Окончив институт, она приехала на лето к отцу, губернатору в Юго-Западном крае. В этом городе служил капитан генерального штаба Нейер. Он имел репутацию опытного развратника. Вчерашняя институтка, гибкая, матовая, с миндалинами темных глаз, не могла не привлечь его благосклонного внимания. Рядом с нею губернские дамы, сердца коих он пожирал без остатка, показались ему вульгарными и, кроме этого, Лара была еще невинна. Он влюбил ее в себя. Она бегала тайком к нему на холостяцкую квартиру и писала безумные письма.
Нейер холодно развращал ее, и так это продолжалось около двух месяцев. А потом приехал ревизовать губернию видный петербургский чиновник Алаев. Губерния оказалась далеко не в порядке, Алаев же оказался богатым человеком с отличной карьерой не только в настоящем, но и в будущем.

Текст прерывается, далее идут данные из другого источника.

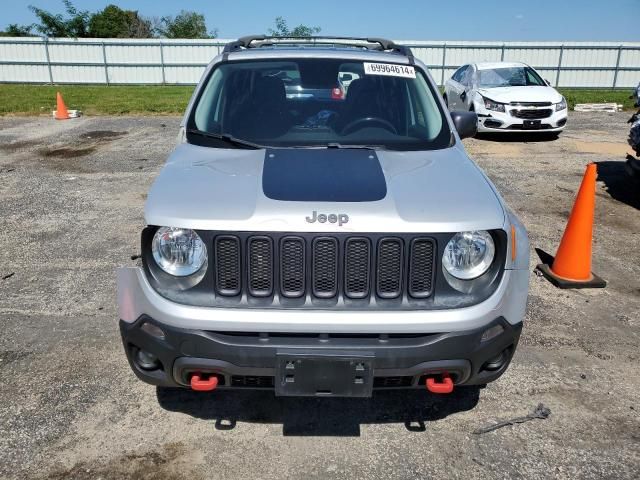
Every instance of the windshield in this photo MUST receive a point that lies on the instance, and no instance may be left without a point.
(318, 103)
(509, 77)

Алаев заметно увлекся губернаторской дочкой. Отец сказал ей:
– Если ты откажешь Алаеву, я погиб! Да и сам по себе Алаев завидная партия.
К этому времени чувственная любознательность Лары – она принимала ее за наивысшую влюбленность – успела остыть. Больше того, Лара успела возненавидеть грубого циника, не пытавшегося даже, хотя бы девичьих иллюзий ради, обвеять свои отношения хотя бы дымкой поэзии, хотя бы красивой ложью.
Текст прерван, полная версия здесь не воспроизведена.